It is true that, on many occasions, losing weight helps us feel healthy and reduce certain health problems, but we must get rid of the idea that the more weight we lose, the healthier we will be. Sometimes it is not like that and the body tells us so.
There are many miracle diets that promise sudden weight loss in a healthy way and many women fall for it without realizing that they are really attacking their health. We need to listen to our body.
Losing weight very quickly can cause disorders, including a very common one known as period loss. Do you know the relationship between weight changes and absence of menstruation (amenorrhea)? We tell you everything you need to know about this problem as serious as it is common among women.
Are weight loss and lack of menstruation related?
- The answer to this question is very simple: yes, weight changes have a direct relationship with the absence of menstruation. The reason must be found in the menstrual cycle, which is regulated by hormones called progesterone and estrogen. When an imbalance occurs in them, irregularities in menstruation or even its absence arrive.
- Our body produces 3 different types of estrogen, including estrone, a hormone secreted by the ovaries and by adipose tissue. Just as when we gain weight there are more fat cells that can cause breakthrough bleeding, with drastic weight loss the cells and adipose tissue cannot convert cholesterol into estrogen. In this way, the menstrual cycle would be affected.

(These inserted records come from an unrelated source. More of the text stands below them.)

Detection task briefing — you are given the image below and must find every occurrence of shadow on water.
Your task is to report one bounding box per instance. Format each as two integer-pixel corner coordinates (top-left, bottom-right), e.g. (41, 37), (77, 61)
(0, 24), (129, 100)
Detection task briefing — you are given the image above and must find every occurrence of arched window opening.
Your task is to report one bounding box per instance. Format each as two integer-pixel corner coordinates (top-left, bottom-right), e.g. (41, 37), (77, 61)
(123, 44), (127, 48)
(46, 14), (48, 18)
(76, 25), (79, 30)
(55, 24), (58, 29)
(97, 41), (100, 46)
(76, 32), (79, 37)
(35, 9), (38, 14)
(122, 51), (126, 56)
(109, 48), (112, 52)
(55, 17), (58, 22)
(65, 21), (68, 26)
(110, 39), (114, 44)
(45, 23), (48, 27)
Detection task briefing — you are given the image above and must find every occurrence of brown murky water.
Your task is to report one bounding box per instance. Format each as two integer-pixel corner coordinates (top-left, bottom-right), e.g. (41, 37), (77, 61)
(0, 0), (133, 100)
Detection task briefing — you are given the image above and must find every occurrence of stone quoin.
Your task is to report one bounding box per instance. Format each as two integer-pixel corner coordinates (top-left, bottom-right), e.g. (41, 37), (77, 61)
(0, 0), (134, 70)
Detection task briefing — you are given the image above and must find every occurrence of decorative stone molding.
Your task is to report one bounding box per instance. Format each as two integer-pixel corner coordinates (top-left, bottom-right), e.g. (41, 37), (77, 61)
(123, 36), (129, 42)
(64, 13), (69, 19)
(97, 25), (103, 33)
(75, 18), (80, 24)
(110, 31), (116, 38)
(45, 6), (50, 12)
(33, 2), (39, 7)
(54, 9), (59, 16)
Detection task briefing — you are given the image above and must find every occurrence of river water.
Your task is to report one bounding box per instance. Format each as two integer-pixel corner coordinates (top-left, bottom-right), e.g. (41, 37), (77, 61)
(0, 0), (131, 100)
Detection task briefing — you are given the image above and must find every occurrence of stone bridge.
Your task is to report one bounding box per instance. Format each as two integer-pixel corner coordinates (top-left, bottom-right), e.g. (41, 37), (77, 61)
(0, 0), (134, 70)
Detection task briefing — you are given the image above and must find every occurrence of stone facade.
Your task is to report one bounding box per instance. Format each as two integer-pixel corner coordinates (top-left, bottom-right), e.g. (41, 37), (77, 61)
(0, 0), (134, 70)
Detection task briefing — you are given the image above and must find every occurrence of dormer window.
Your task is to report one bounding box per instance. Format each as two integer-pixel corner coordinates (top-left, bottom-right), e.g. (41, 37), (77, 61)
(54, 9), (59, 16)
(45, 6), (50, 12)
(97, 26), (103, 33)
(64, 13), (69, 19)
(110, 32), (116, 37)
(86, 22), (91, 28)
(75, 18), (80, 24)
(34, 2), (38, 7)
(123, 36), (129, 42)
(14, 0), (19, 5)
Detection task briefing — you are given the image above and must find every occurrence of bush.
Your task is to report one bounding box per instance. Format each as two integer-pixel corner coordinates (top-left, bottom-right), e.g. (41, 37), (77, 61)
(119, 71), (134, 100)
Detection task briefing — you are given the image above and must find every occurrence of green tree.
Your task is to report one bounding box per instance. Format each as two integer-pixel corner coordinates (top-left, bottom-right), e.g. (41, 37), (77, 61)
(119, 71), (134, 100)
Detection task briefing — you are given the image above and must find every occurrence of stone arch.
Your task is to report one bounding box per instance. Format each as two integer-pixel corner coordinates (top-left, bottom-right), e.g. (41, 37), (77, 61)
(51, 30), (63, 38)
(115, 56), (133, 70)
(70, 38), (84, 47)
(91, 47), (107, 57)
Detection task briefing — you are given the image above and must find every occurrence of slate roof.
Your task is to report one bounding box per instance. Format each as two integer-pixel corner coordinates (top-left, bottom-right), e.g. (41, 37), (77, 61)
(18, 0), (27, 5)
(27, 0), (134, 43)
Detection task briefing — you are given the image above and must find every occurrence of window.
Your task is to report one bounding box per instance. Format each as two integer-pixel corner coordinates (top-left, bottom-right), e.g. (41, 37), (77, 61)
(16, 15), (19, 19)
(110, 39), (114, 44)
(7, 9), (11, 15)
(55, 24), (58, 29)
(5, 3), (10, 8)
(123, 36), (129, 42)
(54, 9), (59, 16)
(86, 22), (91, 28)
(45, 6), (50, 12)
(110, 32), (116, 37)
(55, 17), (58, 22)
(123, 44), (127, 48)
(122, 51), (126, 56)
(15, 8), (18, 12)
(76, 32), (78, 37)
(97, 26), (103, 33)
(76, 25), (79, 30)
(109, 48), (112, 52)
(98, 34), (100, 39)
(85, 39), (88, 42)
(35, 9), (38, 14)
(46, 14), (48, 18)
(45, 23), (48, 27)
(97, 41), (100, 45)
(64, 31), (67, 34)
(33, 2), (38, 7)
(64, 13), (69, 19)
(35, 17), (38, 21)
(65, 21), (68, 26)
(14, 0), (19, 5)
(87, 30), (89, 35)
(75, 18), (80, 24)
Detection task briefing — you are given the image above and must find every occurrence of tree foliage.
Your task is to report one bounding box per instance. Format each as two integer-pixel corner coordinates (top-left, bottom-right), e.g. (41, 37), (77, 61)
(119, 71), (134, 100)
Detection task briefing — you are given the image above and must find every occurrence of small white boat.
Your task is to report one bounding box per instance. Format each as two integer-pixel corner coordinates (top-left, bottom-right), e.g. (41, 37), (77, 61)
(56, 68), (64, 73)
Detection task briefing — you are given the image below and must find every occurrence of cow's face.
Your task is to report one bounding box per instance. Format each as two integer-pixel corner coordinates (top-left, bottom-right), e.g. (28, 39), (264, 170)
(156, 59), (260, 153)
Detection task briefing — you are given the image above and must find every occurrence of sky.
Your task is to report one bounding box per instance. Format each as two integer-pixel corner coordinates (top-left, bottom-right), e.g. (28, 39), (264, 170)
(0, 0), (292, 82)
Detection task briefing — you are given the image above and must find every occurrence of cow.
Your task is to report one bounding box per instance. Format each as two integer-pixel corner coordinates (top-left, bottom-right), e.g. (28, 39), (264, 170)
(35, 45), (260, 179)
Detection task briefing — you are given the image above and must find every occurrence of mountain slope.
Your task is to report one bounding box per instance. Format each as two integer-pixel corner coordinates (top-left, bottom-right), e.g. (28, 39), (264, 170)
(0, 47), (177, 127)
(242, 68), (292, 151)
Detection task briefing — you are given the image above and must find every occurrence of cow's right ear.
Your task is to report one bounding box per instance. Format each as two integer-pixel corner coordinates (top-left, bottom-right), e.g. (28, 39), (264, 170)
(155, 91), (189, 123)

- In this sense, it is important to highlight that the absence of periods does not only occur with weight loss due to diet or with eating disorders. It can also occur for other reasons, such as extreme exercise or a period of high stress.
What you should know about amenorrhea
- As we mentioned a few lines above, amenorrhea is a disorder in the menstrual cycle that causes its total absence. There are different types of amenorrhea, which we can divide into primary or secondary.

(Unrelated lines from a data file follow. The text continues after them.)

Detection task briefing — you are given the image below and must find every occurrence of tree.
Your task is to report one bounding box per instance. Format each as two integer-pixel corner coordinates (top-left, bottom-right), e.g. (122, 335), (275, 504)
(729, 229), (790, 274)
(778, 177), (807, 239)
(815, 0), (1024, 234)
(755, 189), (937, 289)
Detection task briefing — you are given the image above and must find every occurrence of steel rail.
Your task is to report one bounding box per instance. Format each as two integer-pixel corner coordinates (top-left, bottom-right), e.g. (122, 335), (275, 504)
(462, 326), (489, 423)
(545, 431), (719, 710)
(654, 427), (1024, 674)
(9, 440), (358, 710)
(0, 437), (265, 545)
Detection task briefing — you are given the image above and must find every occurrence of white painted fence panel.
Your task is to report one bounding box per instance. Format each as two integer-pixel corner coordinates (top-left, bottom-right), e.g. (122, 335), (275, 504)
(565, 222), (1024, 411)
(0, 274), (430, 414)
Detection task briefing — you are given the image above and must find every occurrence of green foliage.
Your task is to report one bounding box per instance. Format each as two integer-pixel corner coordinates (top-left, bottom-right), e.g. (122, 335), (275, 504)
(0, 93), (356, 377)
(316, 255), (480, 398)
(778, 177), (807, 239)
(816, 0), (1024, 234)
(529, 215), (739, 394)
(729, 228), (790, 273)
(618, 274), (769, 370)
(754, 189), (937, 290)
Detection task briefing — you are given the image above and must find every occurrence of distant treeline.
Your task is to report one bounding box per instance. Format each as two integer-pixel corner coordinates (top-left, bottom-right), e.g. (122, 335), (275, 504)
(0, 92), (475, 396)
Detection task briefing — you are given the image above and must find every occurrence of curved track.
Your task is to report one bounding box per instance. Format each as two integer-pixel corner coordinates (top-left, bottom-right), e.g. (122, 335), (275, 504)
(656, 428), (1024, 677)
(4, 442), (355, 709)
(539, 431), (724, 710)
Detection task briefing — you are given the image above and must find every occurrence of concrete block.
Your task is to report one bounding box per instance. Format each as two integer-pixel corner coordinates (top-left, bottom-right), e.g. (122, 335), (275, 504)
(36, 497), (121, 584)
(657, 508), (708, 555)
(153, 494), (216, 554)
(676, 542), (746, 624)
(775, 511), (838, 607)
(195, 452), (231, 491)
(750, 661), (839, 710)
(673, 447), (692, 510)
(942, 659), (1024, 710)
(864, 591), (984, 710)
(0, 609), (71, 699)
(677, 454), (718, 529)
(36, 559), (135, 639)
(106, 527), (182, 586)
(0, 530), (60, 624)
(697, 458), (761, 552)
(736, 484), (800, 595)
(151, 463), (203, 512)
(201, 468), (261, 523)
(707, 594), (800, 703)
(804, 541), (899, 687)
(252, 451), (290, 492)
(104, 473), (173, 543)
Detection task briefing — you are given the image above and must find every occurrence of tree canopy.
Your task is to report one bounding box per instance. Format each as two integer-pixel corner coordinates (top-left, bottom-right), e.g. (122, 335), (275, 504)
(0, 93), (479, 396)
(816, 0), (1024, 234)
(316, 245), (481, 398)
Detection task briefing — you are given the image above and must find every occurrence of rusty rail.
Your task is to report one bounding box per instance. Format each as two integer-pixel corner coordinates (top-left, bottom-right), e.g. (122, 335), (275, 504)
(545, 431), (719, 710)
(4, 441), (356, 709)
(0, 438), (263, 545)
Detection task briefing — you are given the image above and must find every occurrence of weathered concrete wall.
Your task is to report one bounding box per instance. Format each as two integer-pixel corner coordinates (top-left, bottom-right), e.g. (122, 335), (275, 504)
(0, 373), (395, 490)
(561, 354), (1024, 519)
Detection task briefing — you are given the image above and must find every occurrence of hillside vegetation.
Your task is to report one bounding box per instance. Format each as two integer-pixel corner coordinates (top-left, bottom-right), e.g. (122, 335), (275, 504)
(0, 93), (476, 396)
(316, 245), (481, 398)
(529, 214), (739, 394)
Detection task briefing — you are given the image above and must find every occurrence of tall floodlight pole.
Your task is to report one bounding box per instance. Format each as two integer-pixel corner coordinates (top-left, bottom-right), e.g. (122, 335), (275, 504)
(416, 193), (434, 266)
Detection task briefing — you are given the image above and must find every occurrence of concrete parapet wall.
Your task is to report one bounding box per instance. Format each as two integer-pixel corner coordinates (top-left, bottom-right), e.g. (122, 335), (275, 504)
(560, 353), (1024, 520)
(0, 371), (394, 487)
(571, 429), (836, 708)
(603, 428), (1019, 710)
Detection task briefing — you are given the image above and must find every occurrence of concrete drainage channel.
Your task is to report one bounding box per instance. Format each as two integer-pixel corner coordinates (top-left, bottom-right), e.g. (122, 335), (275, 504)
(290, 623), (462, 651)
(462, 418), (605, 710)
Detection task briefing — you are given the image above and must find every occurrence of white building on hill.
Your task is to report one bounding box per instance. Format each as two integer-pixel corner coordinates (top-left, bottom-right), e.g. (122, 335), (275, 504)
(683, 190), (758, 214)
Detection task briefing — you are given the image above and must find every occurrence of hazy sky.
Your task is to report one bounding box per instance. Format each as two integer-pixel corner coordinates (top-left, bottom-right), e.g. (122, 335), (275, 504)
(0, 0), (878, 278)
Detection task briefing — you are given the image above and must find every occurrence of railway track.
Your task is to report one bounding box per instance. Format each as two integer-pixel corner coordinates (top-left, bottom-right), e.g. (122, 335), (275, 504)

- Primary amenorrhea: affects adolescents who have experienced the characteristic changes of puberty, but have not had their first period after reaching 15 years of age.
- Secondary amenorrhea: occurs when a woman has been having normal periods for some time and suddenly stops menstruating. It can be caused by different reasons, including a large weight loss.

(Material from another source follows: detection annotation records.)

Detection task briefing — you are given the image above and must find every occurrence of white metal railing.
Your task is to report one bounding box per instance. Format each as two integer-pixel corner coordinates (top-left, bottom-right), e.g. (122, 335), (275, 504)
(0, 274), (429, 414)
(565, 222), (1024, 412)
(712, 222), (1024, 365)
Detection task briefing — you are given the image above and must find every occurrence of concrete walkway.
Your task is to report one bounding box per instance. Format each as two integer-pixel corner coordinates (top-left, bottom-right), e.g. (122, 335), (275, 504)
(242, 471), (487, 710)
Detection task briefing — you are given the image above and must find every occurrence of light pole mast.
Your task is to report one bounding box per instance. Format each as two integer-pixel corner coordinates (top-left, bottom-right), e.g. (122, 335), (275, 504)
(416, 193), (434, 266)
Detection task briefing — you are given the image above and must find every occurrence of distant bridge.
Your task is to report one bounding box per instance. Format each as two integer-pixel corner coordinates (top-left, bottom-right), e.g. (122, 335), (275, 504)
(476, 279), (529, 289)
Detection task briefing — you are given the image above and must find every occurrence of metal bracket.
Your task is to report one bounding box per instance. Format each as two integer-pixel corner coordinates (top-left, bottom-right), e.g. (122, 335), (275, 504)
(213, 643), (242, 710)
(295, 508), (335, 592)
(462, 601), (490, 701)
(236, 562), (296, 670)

I have amenorrhea, now what?
- When you have amenorrhea, the first thing you should do is try to return to a normal weight and maintain it over time, without sudden changes. You must get rid of the idea that at that weight you are fine because the body itself is saying no. In addition, it is possible that you are ingesting very few nutrients, which can lead to more serious problems in the medium or long term.
- You must pay close attention to the Body Mass Index to know your ideal weight. It is calculated based on height, and determines if your weight is in a normal range. Women who have an index below 18 are underweight, and those above 25 are overweight. Within that range of 18 and 25 your weight could be considered normal or healthy, so the main goal is to put yourself there.
- The amenorrhea should resolve when we gain weight again and stabilize, although, on some occasions, it may take a while and, therefore, it is important that this follow-up is carried out by a gynecologist. In this way, if we need any eventual hormonal treatment to have menstrual cycles again, he will know which one is best for us.